However, I suspect that part of the answer is just complexity theorists' failure to communicate what they can add to philosophy's conceptual arsenal. Hence this essay, whose modest goal is to help correct that failure, by surveying some aspects of complexity theory that might interest philosophers, as well as some philosophical problems that I think a complexity perspective can clarify.

To forestall misunderstandings, let me add a note of humility before going further. This essay will touch on many problems that philosophers have debated for generations, such as strong AI, the problem of induction, the relation between syntax and semantics, and the interpretation of quantum mechanics. In none of these cases will I claim that computational complexity theory “dissolves” the philosophical problem—only that it contributes useful perspectives and insights. I'll often explicitly mention philosophical puzzles that I think a complexity analysis either leaves untouched or else introduces itself. But even where I don't do so, one shouldn't presume that I think there are no such puzzles! Indeed, one of my hopes for this essay is that computer scientists, mathematicians, and other technical people who read it will come away with a better appreciation for the subtlety of some of the problems considered in modern analytic philosophy.¹

1.1 What This Essay Won't Cover

I won't try to discuss every possible connection between computational complexity and philosophy, or even every connection that's already been made. A small number of philosophers have long invoked computational complexity ideas in their work; indeed, the “philpapers archive” lists 32 papers under the heading Computational Complexity.² The majority of those papers prove theorems about the computational complexities of various logical systems. Of the remaining papers, some use “computational complexity” in a different sense than I do—for example, to encompass

¹When I use the word “philosophy” in this essay, I'll mean philosophy within the analytic tradition. I don't understand Continental or Eastern philosophy well enough to say whether they have any interesting connections with computational complexity theory.

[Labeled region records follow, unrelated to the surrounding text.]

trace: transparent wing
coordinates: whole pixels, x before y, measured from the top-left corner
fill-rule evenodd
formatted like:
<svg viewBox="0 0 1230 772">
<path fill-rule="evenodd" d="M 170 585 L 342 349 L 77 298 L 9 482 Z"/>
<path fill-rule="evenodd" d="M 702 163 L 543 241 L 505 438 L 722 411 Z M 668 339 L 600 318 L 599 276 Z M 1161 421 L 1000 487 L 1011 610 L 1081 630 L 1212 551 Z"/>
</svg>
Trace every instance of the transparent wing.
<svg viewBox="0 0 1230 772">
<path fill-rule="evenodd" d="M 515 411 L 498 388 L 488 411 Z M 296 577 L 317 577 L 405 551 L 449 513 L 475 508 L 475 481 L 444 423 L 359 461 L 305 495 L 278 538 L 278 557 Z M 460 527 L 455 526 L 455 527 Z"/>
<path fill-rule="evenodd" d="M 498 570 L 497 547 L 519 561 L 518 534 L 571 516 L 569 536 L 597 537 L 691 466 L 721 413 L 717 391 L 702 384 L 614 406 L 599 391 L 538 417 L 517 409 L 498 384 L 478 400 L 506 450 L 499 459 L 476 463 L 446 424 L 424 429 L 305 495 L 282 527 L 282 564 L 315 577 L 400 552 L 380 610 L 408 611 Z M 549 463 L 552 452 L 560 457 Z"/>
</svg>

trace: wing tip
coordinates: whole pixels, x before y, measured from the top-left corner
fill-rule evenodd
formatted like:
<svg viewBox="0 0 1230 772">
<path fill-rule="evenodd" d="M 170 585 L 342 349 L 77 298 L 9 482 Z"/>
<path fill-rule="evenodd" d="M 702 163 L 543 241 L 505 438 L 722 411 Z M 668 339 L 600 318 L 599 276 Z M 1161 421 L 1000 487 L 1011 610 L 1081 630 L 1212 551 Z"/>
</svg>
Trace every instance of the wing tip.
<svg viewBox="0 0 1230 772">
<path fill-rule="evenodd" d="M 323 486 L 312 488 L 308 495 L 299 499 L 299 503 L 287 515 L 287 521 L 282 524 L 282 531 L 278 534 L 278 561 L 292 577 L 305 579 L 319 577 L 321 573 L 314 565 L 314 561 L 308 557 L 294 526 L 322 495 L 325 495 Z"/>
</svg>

²See philpapers.org/browse/computational-complexitycomputability theory—and some invoke the concept of computational complexity, but no particular results from the field devoted to it. Perhaps the closest in spirit to this essay are the interesting articles by Cherniak [40] and Morton [97]. In addition, many writers have made some version of the observations in Section 4, about computational complexity and the Turing Test: see for example Block [30], Parberry [101], Levesque [87], and Shieber [116].

In deciding which connections to include in this essay, I adopted the following ground rules:

(1) The connection must involve a “properly philosophical” problem—for example, the justification for induction or the nature of mathematical knowledge—and not just a technical problem in logic or model theory.
(2) The connection must draw on specific insights from the field of computational complexity theory: not just the idea of complexity, or the fact that there exist hard problems.

There are many philosophically-interesting ideas in modern complexity theory that this essay mentions only briefly or not at all. One example is pseudorandom generators (see Goldreich [63]): functions that convert a short random “seed” into a long string of bits that, while not truly random, is so “random-looking” that no efficient algorithm can detect any regularities in it. While pseudorandom generators in this sense are not yet proved to exist,³ there are many plausible candidates, and the belief that at least some of the candidates work is central to modern cryptography. (Section 7.1 will invoke the related concept of pseudorandom functions.) A second example is fully homomorphic encryption: an extremely exciting new class of methods, the first of which was announced by Gentry [60] in 2009, for performing arbitrary computations on encrypted data without ever decrypting the data. The output of such a computation will look like meaningless gibberish to the person who computed it, but it can nevertheless be understood (and even recognized as the correct output) by someone who knows the decryption key. What are the implications of pseudorandom generators for the foundations of probability, or of fully homomorphic encryption for debates about the semantic meaning of computations? I very much hope that this essay will inspire others to tackle these and similar questions.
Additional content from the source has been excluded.